In cylindrical coordinates, the set B of basis vectors is
$B=\left \{ \vec{e}_{r},\vec{e}_{\theta} \right \}$.
It is clear, geometrically, that
$\frac{\partial e_{r}}{\partial r}=0=\frac{\partial e_{\theta}}{\partial r}$
However, I am unable to convince myself that
$\frac{\partial e_{r}}{\partial \theta}=e_{\theta}$ and $\frac{\partial e_{\theta}}{\partial \theta}=-e_{r}$
Any help to shed light on this is appreciated.
Thanks in advance
On
The quickest and easiest way I know how to handle this one is via the realization that
$\vec e_r(r, \theta) = (\cos \theta, \sin \theta), \tag 1$
and, if $\theta$ increases in a counter-clockwise direction, that
$\vec e_\theta(r, \theta) = (-\sin \theta, \cos \theta); \tag 2$
(1) is very nearly self-evident, and (2) follows from (1) by a counter-clockwise rotation of the unit vector $\vec e_r$ by $\pi/2$, which takes
$\theta \to \theta + \dfrac{\pi}{2}, \tag 3$
whence
$\cos (\theta + \dfrac{\pi}{2}) = (\cos \theta)(\cos \dfrac{\pi}{2}) - (\sin \theta)(\sin \dfrac{\pi}{2}) = -\sin \theta; \tag 4$
$\sin(\theta + \dfrac{\pi}{2}) = (\cos \theta)(\sin \dfrac{\pi}{2}) + (\cos \dfrac{\pi}{2})(\sin \theta) = \cos \theta. \tag 5$
It is then clear that
$\dfrac{\partial \vec e_r}{\partial r} = 0 = \dfrac{\partial \vec e_\theta}{\partial r}, \tag 6$
since neither $\vec e_r$ nor $\vec e_\theta$ depends on $r$; it is equally clear that
$\dfrac{\partial \vec e_r}{\partial \theta} = (-\sin \theta, \cos \theta) = \vec e_\theta, \tag 7$
and
$\dfrac{\partial \vec e_\theta}{\partial \theta} = (-\cos \theta, -\sin \theta) = -\vec e_r. \tag 8$
Note: Of course this is all based upon the fact that any unit vector may be written $(\cos \phi, \sin \phi)$ for appropriate $\phi$. End of Note.

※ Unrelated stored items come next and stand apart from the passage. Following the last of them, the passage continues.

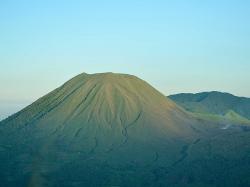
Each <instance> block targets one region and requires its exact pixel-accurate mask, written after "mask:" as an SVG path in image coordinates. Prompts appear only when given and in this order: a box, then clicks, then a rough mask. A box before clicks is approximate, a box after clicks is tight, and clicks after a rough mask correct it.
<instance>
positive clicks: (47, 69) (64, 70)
mask: <svg viewBox="0 0 250 187" xmlns="http://www.w3.org/2000/svg"><path fill="white" fill-rule="evenodd" d="M249 12H250V2H246V1H233V0H232V1H225V0H222V1H219V2H218V1H214V0H213V1H209V2H197V1H189V2H187V1H184V0H180V1H174V2H173V1H161V0H157V1H148V0H147V1H131V0H130V1H126V2H116V1H105V2H102V1H98V0H97V1H93V2H92V1H91V2H82V1H78V0H77V1H74V2H67V1H53V2H51V1H43V2H34V1H30V0H27V1H22V2H20V1H11V2H7V1H3V2H0V24H1V30H0V49H1V50H0V62H1V68H0V89H1V92H0V119H1V118H3V117H1V116H6V115H9V114H10V113H13V112H16V111H17V110H19V109H20V108H21V106H25V105H27V104H30V103H31V102H33V101H35V100H36V99H38V98H39V97H41V96H43V95H45V94H46V93H48V92H50V91H52V90H53V89H55V88H56V87H58V86H60V85H61V84H63V83H64V82H65V81H67V80H68V79H70V78H72V77H74V76H76V75H77V74H80V73H82V72H87V73H97V72H117V73H127V74H132V75H136V76H138V77H140V78H141V79H144V80H145V81H147V82H148V83H150V84H151V85H153V86H154V87H155V88H156V89H158V90H159V91H161V92H162V93H163V94H165V95H170V94H176V93H198V92H203V91H221V92H228V93H232V94H234V95H237V96H244V97H250V87H249V86H247V85H249V80H250V74H249V70H250V62H249V59H250V54H249V50H250V47H249V43H250V37H249V33H250V26H249V24H248V22H249V18H250V15H249ZM13 103H16V104H13ZM20 103H22V104H21V105H20ZM7 105H9V106H7Z"/></svg>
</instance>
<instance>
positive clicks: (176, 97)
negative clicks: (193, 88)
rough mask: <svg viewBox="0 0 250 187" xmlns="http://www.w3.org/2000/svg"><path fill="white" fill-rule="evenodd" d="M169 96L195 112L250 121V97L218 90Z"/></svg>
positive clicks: (201, 113) (237, 120)
mask: <svg viewBox="0 0 250 187" xmlns="http://www.w3.org/2000/svg"><path fill="white" fill-rule="evenodd" d="M169 98H170V99H172V100H173V101H175V102H176V103H177V104H179V105H180V106H182V107H183V108H185V109H186V110H188V111H190V112H193V113H199V114H203V115H204V114H209V115H218V117H219V116H223V117H224V118H225V119H228V120H233V121H236V122H241V123H249V122H250V121H249V120H250V98H246V97H237V96H234V95H232V94H229V93H222V92H217V91H212V92H201V93H197V94H192V93H181V94H176V95H170V96H169Z"/></svg>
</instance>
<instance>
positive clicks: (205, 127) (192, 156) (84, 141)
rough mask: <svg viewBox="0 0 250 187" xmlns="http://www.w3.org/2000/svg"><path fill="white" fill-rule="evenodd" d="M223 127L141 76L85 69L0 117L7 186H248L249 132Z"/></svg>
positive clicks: (247, 129)
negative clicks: (12, 115)
mask: <svg viewBox="0 0 250 187" xmlns="http://www.w3.org/2000/svg"><path fill="white" fill-rule="evenodd" d="M230 115H232V114H230ZM222 127H224V126H221V125H219V124H210V123H208V122H206V121H204V120H196V119H195V118H193V117H192V116H190V115H189V114H187V112H185V111H184V110H183V109H181V108H180V107H178V106H177V105H176V104H175V103H174V102H172V101H171V100H169V99H166V98H165V96H163V95H162V94H161V93H159V92H158V91H157V90H155V89H154V88H152V87H151V86H150V85H149V84H147V83H146V82H144V81H143V80H141V79H139V78H137V77H134V76H130V75H124V74H113V73H104V74H93V75H89V74H81V75H78V76H77V77H75V78H73V79H71V80H70V81H68V82H67V83H65V84H64V85H62V86H61V87H59V88H57V89H56V90H54V91H53V92H51V93H49V94H48V95H46V96H44V97H42V98H41V99H39V100H38V101H36V102H34V103H33V104H32V105H30V106H28V107H26V108H25V109H24V110H22V111H20V112H18V113H17V114H15V115H13V116H11V117H9V118H8V119H6V120H4V121H2V122H0V160H1V162H0V181H1V185H2V186H60V187H62V186H230V185H232V186H247V185H248V184H250V181H248V180H240V179H244V178H245V177H246V176H248V175H249V169H248V168H250V167H248V166H249V163H250V162H249V160H250V158H249V155H250V154H249V150H250V149H249V148H250V147H249V145H250V144H247V143H246V142H249V132H250V131H249V129H248V128H247V127H241V126H237V127H230V128H228V129H225V130H222ZM241 146H242V147H243V148H242V149H239V147H241ZM235 148H238V149H239V150H237V155H235V151H234V149H235ZM203 160H204V161H203ZM237 162H240V165H236V163H237ZM228 163H233V164H228ZM243 166H244V167H243ZM203 168H205V169H203ZM196 169H197V170H196ZM224 170H225V171H224ZM211 171H214V172H215V174H211V173H212V172H211ZM222 171H224V173H223V172H222ZM231 175H233V176H235V177H231V178H232V179H231V178H230V177H229V180H228V181H225V180H224V179H225V177H228V176H231ZM214 176H216V178H215V177H214ZM222 179H223V180H222ZM236 179H238V180H236ZM228 184H229V185H228Z"/></svg>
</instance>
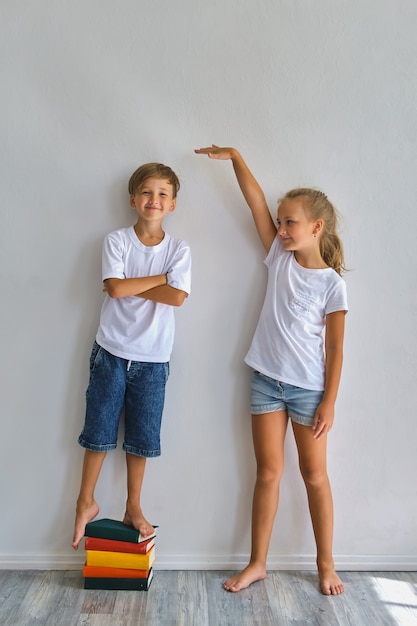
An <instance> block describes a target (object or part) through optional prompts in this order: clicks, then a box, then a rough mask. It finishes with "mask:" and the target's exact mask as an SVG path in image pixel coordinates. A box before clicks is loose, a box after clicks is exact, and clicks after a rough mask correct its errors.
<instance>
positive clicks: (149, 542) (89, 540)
mask: <svg viewBox="0 0 417 626" xmlns="http://www.w3.org/2000/svg"><path fill="white" fill-rule="evenodd" d="M154 545H155V537H151V539H147V540H146V541H142V543H133V542H130V541H116V540H115V539H100V538H99V537H86V538H85V549H86V550H102V551H103V552H128V553H129V554H146V553H147V552H149V550H150V549H151V548H152V547H153V546H154Z"/></svg>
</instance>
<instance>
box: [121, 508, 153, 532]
mask: <svg viewBox="0 0 417 626" xmlns="http://www.w3.org/2000/svg"><path fill="white" fill-rule="evenodd" d="M123 524H127V525H128V526H133V528H136V530H138V531H139V532H140V534H141V535H142V537H148V535H152V534H153V533H154V532H155V529H154V527H153V526H152V524H150V523H149V522H148V521H147V520H146V519H145V518H144V516H143V513H142V509H141V508H140V507H130V506H129V505H128V504H127V505H126V512H125V516H124V518H123Z"/></svg>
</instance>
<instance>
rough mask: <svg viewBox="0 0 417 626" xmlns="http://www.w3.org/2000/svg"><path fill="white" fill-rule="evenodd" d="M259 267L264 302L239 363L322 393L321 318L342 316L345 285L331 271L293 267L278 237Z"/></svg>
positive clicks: (322, 362)
mask: <svg viewBox="0 0 417 626" xmlns="http://www.w3.org/2000/svg"><path fill="white" fill-rule="evenodd" d="M265 265H266V266H267V267H268V284H267V289H266V295H265V301H264V304H263V308H262V311H261V314H260V318H259V322H258V326H257V328H256V330H255V335H254V337H253V340H252V344H251V347H250V349H249V352H248V354H247V355H246V358H245V362H246V363H247V364H248V365H250V366H251V367H252V368H253V369H255V370H257V371H259V372H261V373H262V374H265V375H267V376H269V377H270V378H273V379H275V380H279V381H281V382H286V383H289V384H290V385H295V386H296V387H302V388H304V389H313V390H318V391H322V390H323V389H324V374H325V370H324V368H325V354H324V333H325V325H326V315H327V314H328V313H334V312H335V311H346V312H347V310H348V303H347V294H346V283H345V281H344V280H343V279H342V278H341V277H340V276H339V274H338V273H337V272H336V271H335V270H333V269H332V268H325V269H307V268H305V267H302V266H301V265H299V264H298V263H297V261H296V259H295V256H294V254H293V252H288V251H287V250H285V249H284V247H283V245H282V242H281V240H280V238H279V237H278V236H277V237H276V238H275V239H274V242H273V244H272V246H271V249H270V250H269V253H268V255H267V257H266V259H265Z"/></svg>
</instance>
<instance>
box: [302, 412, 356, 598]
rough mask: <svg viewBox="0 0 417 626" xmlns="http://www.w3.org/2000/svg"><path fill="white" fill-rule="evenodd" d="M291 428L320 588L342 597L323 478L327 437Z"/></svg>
mask: <svg viewBox="0 0 417 626" xmlns="http://www.w3.org/2000/svg"><path fill="white" fill-rule="evenodd" d="M292 427H293V431H294V436H295V440H296V443H297V448H298V456H299V463H300V470H301V474H302V477H303V480H304V483H305V486H306V489H307V497H308V504H309V509H310V515H311V521H312V524H313V531H314V537H315V540H316V546H317V567H318V572H319V578H320V588H321V591H322V593H324V594H325V595H337V594H339V593H343V591H344V586H343V583H342V581H341V580H340V578H339V576H338V575H337V574H336V572H335V569H334V562H333V498H332V492H331V488H330V482H329V477H328V475H327V462H326V456H327V437H326V436H323V437H321V438H320V439H318V440H317V439H314V438H313V432H312V429H311V428H310V427H308V426H302V425H301V424H296V423H295V422H293V423H292Z"/></svg>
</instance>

This is for polar coordinates, cylindrical would have a third basis vector $e_z$, but regardless, as the angle $\Delta\theta$ goes to $0$ in the ccw direction, the differential angle makes an appearance resulting in a differential change in the direction of the radial vector
So wherever $e_r$ was pointing, it now has to rotate over an amount of $d\theta$ (ccw) to point in the new correct direction, and the direction of where it should go is already accounted for by $e_\theta$
Likewise, $e_\theta$ is perpendicular to $e_r$, so when going counterclockwise, the new $e_\theta$ is more flattened horizontally than the original $e_\theta$, so the direction $e_\theta$ must go when rotated by $d\theta$ is in the direction of $-e_r$
This is to say
$$\underline{e_r}=\cos\theta\underline{i}+\sin\theta\underline{j}$$
By definition, they are orthogonal
$$\underline{e_r}\cdot\underline{e_\theta}=0$$
And we want $e_\theta$ to have positive orientation sense, so
$$\underline{e_\theta}=-\sin\theta\underline{i}+\cos\theta\underline{j}$$
And we can now clearly see
$$\frac{d\underline{e_r}}{d\theta}=-\sin\theta\underline{i}+\cos\theta\underline{j}=\underline{e_\theta}$$
$$\frac{d\underline{e_\theta}}{d\theta}=-\cos\theta\underline{i}-\sin\theta\underline{j}=-\underline{e_r}$$